Abstract

By means of a new visuo-motor synchronization paradigm we test the frequently made proposition that one’s feeling of having voluntarily made a decision to act is in fact postidictively established contingent on the outcome of their action rather than on its aim. Subjects had to (1) synchronize a key-press with the end of a random synchronization interval (SI) shorter or longer than their reaction time (RT) and (2) judge thereafter whether (Q1) SI had been long enough to allow synchronization, (Q2) their motor response had been ‘reactive’ (i.e. close to their RT) or delayed, or (Q3) whether SI was short or long. SI was denoted by the filling-up time of an annular ‘gauge’. In principle, the ‘synchronization’ key-press should be reactive for SI ≤ RT and delayed in proportion with SI for SI > RT. Instead, response time distributions were bimodal for the shortest (0 ms) and longest (500 ms) SIs and widely spread for intermediate SIs.
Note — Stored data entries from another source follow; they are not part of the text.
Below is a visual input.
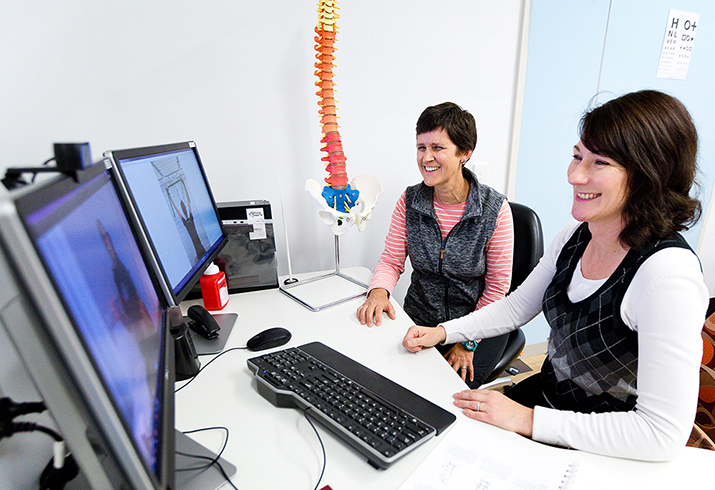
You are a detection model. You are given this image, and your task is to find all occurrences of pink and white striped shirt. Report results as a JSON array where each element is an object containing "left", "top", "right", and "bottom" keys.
[{"left": 369, "top": 191, "right": 513, "bottom": 311}]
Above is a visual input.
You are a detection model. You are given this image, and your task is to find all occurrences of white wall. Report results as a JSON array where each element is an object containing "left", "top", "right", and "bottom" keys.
[{"left": 0, "top": 0, "right": 523, "bottom": 309}]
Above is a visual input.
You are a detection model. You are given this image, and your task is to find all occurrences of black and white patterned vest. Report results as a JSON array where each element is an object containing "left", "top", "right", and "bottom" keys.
[{"left": 540, "top": 223, "right": 692, "bottom": 413}]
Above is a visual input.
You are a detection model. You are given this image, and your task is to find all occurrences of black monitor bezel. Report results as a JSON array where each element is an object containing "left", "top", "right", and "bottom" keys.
[
  {"left": 8, "top": 160, "right": 176, "bottom": 489},
  {"left": 105, "top": 141, "right": 227, "bottom": 307}
]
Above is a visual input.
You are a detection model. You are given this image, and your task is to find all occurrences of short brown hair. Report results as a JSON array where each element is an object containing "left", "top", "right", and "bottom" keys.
[
  {"left": 579, "top": 90, "right": 701, "bottom": 249},
  {"left": 416, "top": 102, "right": 477, "bottom": 157}
]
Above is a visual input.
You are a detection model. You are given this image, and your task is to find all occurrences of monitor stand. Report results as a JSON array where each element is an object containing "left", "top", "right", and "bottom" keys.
[
  {"left": 175, "top": 430, "right": 237, "bottom": 490},
  {"left": 184, "top": 312, "right": 238, "bottom": 355}
]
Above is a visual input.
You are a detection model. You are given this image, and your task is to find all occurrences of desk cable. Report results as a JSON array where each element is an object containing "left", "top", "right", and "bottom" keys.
[
  {"left": 0, "top": 397, "right": 79, "bottom": 489},
  {"left": 174, "top": 346, "right": 247, "bottom": 393},
  {"left": 177, "top": 426, "right": 238, "bottom": 490},
  {"left": 175, "top": 348, "right": 329, "bottom": 490},
  {"left": 174, "top": 349, "right": 247, "bottom": 489},
  {"left": 303, "top": 408, "right": 327, "bottom": 490}
]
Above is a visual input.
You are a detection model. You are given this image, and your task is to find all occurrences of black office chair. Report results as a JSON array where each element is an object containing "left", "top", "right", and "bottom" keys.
[{"left": 482, "top": 202, "right": 544, "bottom": 385}]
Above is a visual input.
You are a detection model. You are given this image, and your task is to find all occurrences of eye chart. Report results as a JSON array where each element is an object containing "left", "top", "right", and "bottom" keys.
[{"left": 657, "top": 9, "right": 699, "bottom": 80}]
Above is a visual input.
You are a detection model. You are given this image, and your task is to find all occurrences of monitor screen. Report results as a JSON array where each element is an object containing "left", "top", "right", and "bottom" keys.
[
  {"left": 0, "top": 160, "right": 175, "bottom": 489},
  {"left": 105, "top": 142, "right": 226, "bottom": 306}
]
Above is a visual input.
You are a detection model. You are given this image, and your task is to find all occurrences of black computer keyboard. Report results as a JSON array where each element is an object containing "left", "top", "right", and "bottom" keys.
[{"left": 247, "top": 341, "right": 456, "bottom": 469}]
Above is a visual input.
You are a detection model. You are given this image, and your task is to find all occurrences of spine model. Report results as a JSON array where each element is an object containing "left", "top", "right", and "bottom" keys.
[{"left": 314, "top": 0, "right": 358, "bottom": 211}]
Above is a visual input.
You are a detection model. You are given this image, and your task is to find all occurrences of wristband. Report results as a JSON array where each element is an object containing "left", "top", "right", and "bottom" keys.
[{"left": 461, "top": 340, "right": 477, "bottom": 351}]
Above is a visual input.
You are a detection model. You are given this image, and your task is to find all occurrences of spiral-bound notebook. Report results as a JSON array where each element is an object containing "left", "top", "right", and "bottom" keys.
[{"left": 398, "top": 419, "right": 579, "bottom": 490}]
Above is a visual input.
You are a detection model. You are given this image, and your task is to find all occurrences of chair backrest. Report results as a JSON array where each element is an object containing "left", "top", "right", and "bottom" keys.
[
  {"left": 482, "top": 202, "right": 544, "bottom": 385},
  {"left": 688, "top": 312, "right": 715, "bottom": 450},
  {"left": 508, "top": 202, "right": 544, "bottom": 293}
]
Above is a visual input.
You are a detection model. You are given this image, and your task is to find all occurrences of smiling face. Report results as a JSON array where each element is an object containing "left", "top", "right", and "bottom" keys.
[
  {"left": 416, "top": 128, "right": 471, "bottom": 192},
  {"left": 568, "top": 141, "right": 629, "bottom": 230}
]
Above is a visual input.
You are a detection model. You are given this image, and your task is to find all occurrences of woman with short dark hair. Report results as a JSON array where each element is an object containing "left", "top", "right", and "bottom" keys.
[
  {"left": 403, "top": 90, "right": 708, "bottom": 461},
  {"left": 358, "top": 102, "right": 515, "bottom": 389}
]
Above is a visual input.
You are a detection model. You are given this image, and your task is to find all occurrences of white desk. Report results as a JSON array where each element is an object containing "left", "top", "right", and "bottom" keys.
[
  {"left": 176, "top": 267, "right": 715, "bottom": 490},
  {"left": 176, "top": 267, "right": 467, "bottom": 489}
]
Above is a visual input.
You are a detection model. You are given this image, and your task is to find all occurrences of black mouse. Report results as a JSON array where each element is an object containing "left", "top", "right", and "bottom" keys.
[
  {"left": 246, "top": 327, "right": 291, "bottom": 351},
  {"left": 186, "top": 305, "right": 220, "bottom": 340}
]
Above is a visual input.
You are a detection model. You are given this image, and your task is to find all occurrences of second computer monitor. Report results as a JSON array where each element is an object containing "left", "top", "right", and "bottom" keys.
[{"left": 105, "top": 142, "right": 226, "bottom": 306}]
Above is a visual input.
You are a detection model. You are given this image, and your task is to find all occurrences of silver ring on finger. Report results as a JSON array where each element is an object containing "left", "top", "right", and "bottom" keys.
[
  {"left": 477, "top": 401, "right": 481, "bottom": 412},
  {"left": 460, "top": 366, "right": 467, "bottom": 371}
]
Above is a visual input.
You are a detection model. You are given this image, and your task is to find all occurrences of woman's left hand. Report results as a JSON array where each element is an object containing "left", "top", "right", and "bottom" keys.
[
  {"left": 443, "top": 343, "right": 475, "bottom": 383},
  {"left": 453, "top": 389, "right": 534, "bottom": 438}
]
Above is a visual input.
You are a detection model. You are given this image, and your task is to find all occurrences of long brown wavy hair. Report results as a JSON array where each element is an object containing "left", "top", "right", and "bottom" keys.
[{"left": 579, "top": 90, "right": 701, "bottom": 249}]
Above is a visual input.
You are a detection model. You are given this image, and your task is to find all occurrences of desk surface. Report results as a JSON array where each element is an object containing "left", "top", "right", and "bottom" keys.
[
  {"left": 176, "top": 267, "right": 468, "bottom": 490},
  {"left": 176, "top": 267, "right": 715, "bottom": 490}
]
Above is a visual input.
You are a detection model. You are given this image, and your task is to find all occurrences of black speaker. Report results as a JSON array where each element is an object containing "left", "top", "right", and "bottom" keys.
[{"left": 171, "top": 322, "right": 200, "bottom": 381}]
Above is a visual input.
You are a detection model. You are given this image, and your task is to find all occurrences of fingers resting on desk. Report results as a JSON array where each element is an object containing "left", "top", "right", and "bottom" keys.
[
  {"left": 453, "top": 389, "right": 534, "bottom": 438},
  {"left": 356, "top": 288, "right": 396, "bottom": 327}
]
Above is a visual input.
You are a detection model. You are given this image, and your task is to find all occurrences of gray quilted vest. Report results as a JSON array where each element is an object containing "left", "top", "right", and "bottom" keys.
[{"left": 403, "top": 168, "right": 505, "bottom": 327}]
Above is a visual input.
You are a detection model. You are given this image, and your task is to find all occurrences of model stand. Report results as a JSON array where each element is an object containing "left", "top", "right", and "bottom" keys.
[{"left": 279, "top": 235, "right": 367, "bottom": 311}]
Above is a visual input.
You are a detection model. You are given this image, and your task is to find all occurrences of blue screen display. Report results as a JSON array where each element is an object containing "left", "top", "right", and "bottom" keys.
[
  {"left": 25, "top": 170, "right": 164, "bottom": 474},
  {"left": 117, "top": 148, "right": 224, "bottom": 297}
]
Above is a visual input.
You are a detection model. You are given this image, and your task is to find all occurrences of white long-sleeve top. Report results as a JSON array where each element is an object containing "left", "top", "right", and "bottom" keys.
[{"left": 442, "top": 221, "right": 708, "bottom": 461}]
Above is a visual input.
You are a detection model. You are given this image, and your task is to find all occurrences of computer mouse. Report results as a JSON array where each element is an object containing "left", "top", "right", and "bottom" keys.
[
  {"left": 186, "top": 305, "right": 220, "bottom": 340},
  {"left": 246, "top": 327, "right": 291, "bottom": 351}
]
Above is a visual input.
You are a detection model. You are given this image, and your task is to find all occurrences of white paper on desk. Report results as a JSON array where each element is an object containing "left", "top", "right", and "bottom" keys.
[{"left": 398, "top": 420, "right": 578, "bottom": 490}]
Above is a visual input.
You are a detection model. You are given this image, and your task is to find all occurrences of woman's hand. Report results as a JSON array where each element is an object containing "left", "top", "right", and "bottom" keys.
[
  {"left": 453, "top": 389, "right": 534, "bottom": 438},
  {"left": 443, "top": 343, "right": 475, "bottom": 383},
  {"left": 402, "top": 325, "right": 447, "bottom": 352},
  {"left": 356, "top": 288, "right": 396, "bottom": 327}
]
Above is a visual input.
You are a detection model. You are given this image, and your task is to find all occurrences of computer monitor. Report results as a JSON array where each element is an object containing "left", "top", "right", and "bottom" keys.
[
  {"left": 0, "top": 160, "right": 234, "bottom": 489},
  {"left": 104, "top": 142, "right": 227, "bottom": 307},
  {"left": 0, "top": 160, "right": 175, "bottom": 488}
]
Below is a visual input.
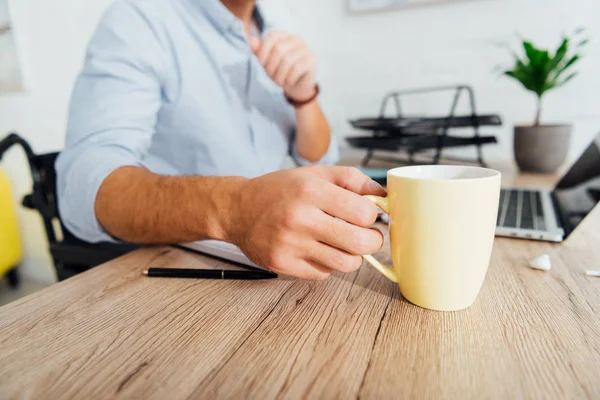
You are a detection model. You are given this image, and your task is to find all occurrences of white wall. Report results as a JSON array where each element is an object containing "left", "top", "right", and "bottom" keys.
[
  {"left": 1, "top": 0, "right": 599, "bottom": 283},
  {"left": 274, "top": 0, "right": 600, "bottom": 161}
]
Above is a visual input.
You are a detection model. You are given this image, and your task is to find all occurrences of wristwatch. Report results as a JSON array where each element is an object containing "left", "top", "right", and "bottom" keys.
[{"left": 285, "top": 85, "right": 320, "bottom": 108}]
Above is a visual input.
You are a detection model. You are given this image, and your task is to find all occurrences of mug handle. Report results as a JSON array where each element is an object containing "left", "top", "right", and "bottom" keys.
[{"left": 363, "top": 196, "right": 398, "bottom": 283}]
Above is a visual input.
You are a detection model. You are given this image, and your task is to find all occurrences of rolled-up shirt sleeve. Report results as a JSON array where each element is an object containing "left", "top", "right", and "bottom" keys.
[
  {"left": 56, "top": 2, "right": 166, "bottom": 243},
  {"left": 290, "top": 133, "right": 340, "bottom": 167}
]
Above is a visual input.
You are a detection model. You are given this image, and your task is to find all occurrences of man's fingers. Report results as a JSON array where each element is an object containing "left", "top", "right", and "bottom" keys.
[
  {"left": 274, "top": 48, "right": 309, "bottom": 87},
  {"left": 278, "top": 259, "right": 332, "bottom": 281},
  {"left": 263, "top": 37, "right": 298, "bottom": 78},
  {"left": 285, "top": 53, "right": 314, "bottom": 89},
  {"left": 257, "top": 31, "right": 289, "bottom": 66},
  {"left": 303, "top": 259, "right": 333, "bottom": 280},
  {"left": 316, "top": 183, "right": 380, "bottom": 227},
  {"left": 255, "top": 32, "right": 317, "bottom": 93},
  {"left": 314, "top": 214, "right": 384, "bottom": 255},
  {"left": 307, "top": 242, "right": 363, "bottom": 274},
  {"left": 312, "top": 166, "right": 387, "bottom": 196},
  {"left": 256, "top": 31, "right": 285, "bottom": 64}
]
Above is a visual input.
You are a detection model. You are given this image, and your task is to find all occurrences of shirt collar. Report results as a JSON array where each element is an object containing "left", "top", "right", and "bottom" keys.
[{"left": 194, "top": 0, "right": 271, "bottom": 36}]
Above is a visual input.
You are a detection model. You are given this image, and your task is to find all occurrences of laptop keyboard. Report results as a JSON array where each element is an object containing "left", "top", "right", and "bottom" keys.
[{"left": 498, "top": 189, "right": 546, "bottom": 230}]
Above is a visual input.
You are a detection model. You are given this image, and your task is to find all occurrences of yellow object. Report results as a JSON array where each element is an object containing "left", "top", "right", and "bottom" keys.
[
  {"left": 362, "top": 165, "right": 501, "bottom": 312},
  {"left": 0, "top": 168, "right": 22, "bottom": 276}
]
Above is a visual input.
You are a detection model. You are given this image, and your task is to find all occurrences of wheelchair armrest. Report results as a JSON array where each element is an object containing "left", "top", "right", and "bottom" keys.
[
  {"left": 49, "top": 242, "right": 138, "bottom": 269},
  {"left": 22, "top": 194, "right": 35, "bottom": 210}
]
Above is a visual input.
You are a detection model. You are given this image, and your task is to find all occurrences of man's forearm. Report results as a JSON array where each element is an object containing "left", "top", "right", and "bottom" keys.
[
  {"left": 95, "top": 166, "right": 245, "bottom": 244},
  {"left": 294, "top": 100, "right": 331, "bottom": 163}
]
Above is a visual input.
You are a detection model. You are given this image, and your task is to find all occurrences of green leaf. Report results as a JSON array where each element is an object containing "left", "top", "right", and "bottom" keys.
[
  {"left": 557, "top": 72, "right": 578, "bottom": 87},
  {"left": 523, "top": 41, "right": 542, "bottom": 64},
  {"left": 544, "top": 82, "right": 557, "bottom": 93},
  {"left": 504, "top": 70, "right": 538, "bottom": 93},
  {"left": 577, "top": 38, "right": 590, "bottom": 48},
  {"left": 520, "top": 41, "right": 554, "bottom": 96},
  {"left": 548, "top": 38, "right": 569, "bottom": 72},
  {"left": 514, "top": 57, "right": 527, "bottom": 71},
  {"left": 554, "top": 54, "right": 580, "bottom": 80}
]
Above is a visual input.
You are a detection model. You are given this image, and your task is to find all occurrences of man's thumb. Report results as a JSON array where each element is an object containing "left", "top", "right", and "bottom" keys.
[{"left": 249, "top": 36, "right": 261, "bottom": 53}]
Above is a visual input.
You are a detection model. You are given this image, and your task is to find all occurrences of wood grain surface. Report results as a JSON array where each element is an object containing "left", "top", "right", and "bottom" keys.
[{"left": 1, "top": 167, "right": 599, "bottom": 399}]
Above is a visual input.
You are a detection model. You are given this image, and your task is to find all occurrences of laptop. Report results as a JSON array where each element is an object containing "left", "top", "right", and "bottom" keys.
[{"left": 496, "top": 133, "right": 600, "bottom": 242}]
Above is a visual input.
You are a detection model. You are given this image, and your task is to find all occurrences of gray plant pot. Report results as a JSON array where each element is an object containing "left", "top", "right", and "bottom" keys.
[{"left": 513, "top": 125, "right": 572, "bottom": 173}]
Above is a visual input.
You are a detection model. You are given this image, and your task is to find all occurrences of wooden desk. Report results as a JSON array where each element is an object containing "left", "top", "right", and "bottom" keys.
[{"left": 1, "top": 168, "right": 600, "bottom": 399}]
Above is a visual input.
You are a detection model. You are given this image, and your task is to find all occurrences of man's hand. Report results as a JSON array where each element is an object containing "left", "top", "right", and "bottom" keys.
[
  {"left": 95, "top": 165, "right": 384, "bottom": 281},
  {"left": 250, "top": 31, "right": 317, "bottom": 103},
  {"left": 225, "top": 166, "right": 387, "bottom": 280}
]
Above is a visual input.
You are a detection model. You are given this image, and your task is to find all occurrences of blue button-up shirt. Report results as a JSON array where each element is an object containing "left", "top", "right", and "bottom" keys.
[{"left": 56, "top": 0, "right": 339, "bottom": 243}]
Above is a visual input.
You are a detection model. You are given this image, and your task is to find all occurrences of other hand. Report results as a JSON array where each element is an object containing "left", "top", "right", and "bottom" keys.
[{"left": 250, "top": 31, "right": 317, "bottom": 103}]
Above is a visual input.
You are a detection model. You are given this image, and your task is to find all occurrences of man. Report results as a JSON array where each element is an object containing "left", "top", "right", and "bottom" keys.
[{"left": 57, "top": 0, "right": 386, "bottom": 280}]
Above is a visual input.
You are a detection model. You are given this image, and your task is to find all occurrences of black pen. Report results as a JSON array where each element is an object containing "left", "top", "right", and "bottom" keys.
[{"left": 143, "top": 268, "right": 277, "bottom": 280}]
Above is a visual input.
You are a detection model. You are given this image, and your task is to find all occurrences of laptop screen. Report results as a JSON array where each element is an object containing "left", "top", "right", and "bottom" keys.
[{"left": 553, "top": 133, "right": 600, "bottom": 237}]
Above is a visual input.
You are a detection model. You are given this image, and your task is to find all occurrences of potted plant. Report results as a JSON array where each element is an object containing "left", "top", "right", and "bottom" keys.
[{"left": 504, "top": 30, "right": 588, "bottom": 173}]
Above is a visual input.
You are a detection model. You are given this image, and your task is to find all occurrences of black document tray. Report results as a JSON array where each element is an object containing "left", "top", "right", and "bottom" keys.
[{"left": 350, "top": 114, "right": 502, "bottom": 133}]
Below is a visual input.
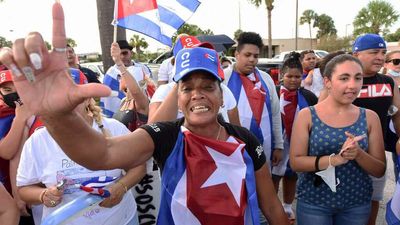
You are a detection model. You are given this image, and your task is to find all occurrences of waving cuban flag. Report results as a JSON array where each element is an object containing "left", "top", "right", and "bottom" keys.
[
  {"left": 158, "top": 127, "right": 260, "bottom": 225},
  {"left": 115, "top": 0, "right": 201, "bottom": 46}
]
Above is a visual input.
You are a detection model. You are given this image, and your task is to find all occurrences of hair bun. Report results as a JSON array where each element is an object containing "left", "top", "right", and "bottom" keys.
[{"left": 288, "top": 51, "right": 301, "bottom": 60}]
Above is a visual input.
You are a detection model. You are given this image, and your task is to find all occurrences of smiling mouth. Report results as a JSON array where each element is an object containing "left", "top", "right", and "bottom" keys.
[{"left": 191, "top": 105, "right": 210, "bottom": 113}]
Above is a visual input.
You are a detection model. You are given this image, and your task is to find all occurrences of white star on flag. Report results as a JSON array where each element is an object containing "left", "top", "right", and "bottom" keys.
[
  {"left": 201, "top": 144, "right": 247, "bottom": 206},
  {"left": 280, "top": 96, "right": 291, "bottom": 115}
]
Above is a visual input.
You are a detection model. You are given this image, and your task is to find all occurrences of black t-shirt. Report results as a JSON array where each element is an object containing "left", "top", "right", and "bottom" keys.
[
  {"left": 353, "top": 73, "right": 395, "bottom": 137},
  {"left": 141, "top": 118, "right": 266, "bottom": 173}
]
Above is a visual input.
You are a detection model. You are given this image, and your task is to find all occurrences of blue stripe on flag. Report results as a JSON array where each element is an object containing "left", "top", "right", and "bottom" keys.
[
  {"left": 158, "top": 6, "right": 185, "bottom": 30},
  {"left": 103, "top": 73, "right": 121, "bottom": 94},
  {"left": 0, "top": 115, "right": 14, "bottom": 138},
  {"left": 175, "top": 0, "right": 201, "bottom": 12},
  {"left": 386, "top": 199, "right": 400, "bottom": 225},
  {"left": 157, "top": 132, "right": 186, "bottom": 225},
  {"left": 118, "top": 15, "right": 172, "bottom": 46},
  {"left": 243, "top": 150, "right": 261, "bottom": 225}
]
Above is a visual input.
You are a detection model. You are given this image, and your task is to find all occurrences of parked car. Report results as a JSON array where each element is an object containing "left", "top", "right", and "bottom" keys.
[
  {"left": 270, "top": 50, "right": 328, "bottom": 62},
  {"left": 80, "top": 62, "right": 104, "bottom": 82},
  {"left": 257, "top": 58, "right": 282, "bottom": 85}
]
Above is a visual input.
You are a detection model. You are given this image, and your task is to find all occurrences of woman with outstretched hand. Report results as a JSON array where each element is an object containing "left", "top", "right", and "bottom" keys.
[{"left": 0, "top": 2, "right": 288, "bottom": 225}]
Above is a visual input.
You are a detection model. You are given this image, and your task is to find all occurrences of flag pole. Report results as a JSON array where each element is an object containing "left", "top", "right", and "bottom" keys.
[{"left": 112, "top": 0, "right": 119, "bottom": 43}]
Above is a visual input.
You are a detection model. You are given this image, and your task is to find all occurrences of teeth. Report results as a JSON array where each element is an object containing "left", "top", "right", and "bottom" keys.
[{"left": 191, "top": 105, "right": 209, "bottom": 113}]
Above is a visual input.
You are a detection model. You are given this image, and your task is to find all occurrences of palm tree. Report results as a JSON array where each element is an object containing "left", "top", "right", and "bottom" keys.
[
  {"left": 249, "top": 0, "right": 274, "bottom": 58},
  {"left": 129, "top": 34, "right": 148, "bottom": 54},
  {"left": 299, "top": 9, "right": 317, "bottom": 49},
  {"left": 353, "top": 0, "right": 399, "bottom": 36},
  {"left": 314, "top": 14, "right": 337, "bottom": 38},
  {"left": 96, "top": 0, "right": 126, "bottom": 71}
]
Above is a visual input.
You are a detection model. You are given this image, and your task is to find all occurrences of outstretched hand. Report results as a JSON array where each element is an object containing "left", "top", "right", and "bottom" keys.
[{"left": 0, "top": 2, "right": 110, "bottom": 117}]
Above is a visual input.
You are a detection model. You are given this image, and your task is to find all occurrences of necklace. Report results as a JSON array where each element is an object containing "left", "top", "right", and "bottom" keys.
[{"left": 216, "top": 125, "right": 223, "bottom": 140}]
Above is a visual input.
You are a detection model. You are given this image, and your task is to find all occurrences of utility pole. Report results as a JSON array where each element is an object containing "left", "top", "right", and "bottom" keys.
[
  {"left": 238, "top": 0, "right": 242, "bottom": 30},
  {"left": 295, "top": 0, "right": 298, "bottom": 50}
]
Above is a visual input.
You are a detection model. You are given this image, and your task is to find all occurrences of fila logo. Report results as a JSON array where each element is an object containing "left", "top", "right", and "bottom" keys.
[{"left": 358, "top": 84, "right": 393, "bottom": 98}]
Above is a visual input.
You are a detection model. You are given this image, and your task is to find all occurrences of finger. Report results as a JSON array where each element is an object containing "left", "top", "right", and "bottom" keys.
[
  {"left": 74, "top": 83, "right": 112, "bottom": 101},
  {"left": 25, "top": 32, "right": 48, "bottom": 71},
  {"left": 0, "top": 47, "right": 23, "bottom": 79},
  {"left": 345, "top": 131, "right": 355, "bottom": 139},
  {"left": 13, "top": 39, "right": 37, "bottom": 82},
  {"left": 52, "top": 2, "right": 66, "bottom": 51}
]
To all three questions asked, subjects’ responses strongly correlated with SI itself (r = .62-.76) and barely with their actual response times (r = .03-.42). Hence subjects’ introspective judgments on their trial-by-trial potential capability to synchronize their motor response (Q1) and on their reactive vs. delayed response mode reflected the objective cause of their action rather than being ‘corrupted’ by its outcome (namely their actual response time). That subjects could not reliably decide whether their motor response was reactive or delayed implies that they did not have retrospective access to (or did not remember) their motor decisions which amounts to say that they could not decide on the intentionality of their actions.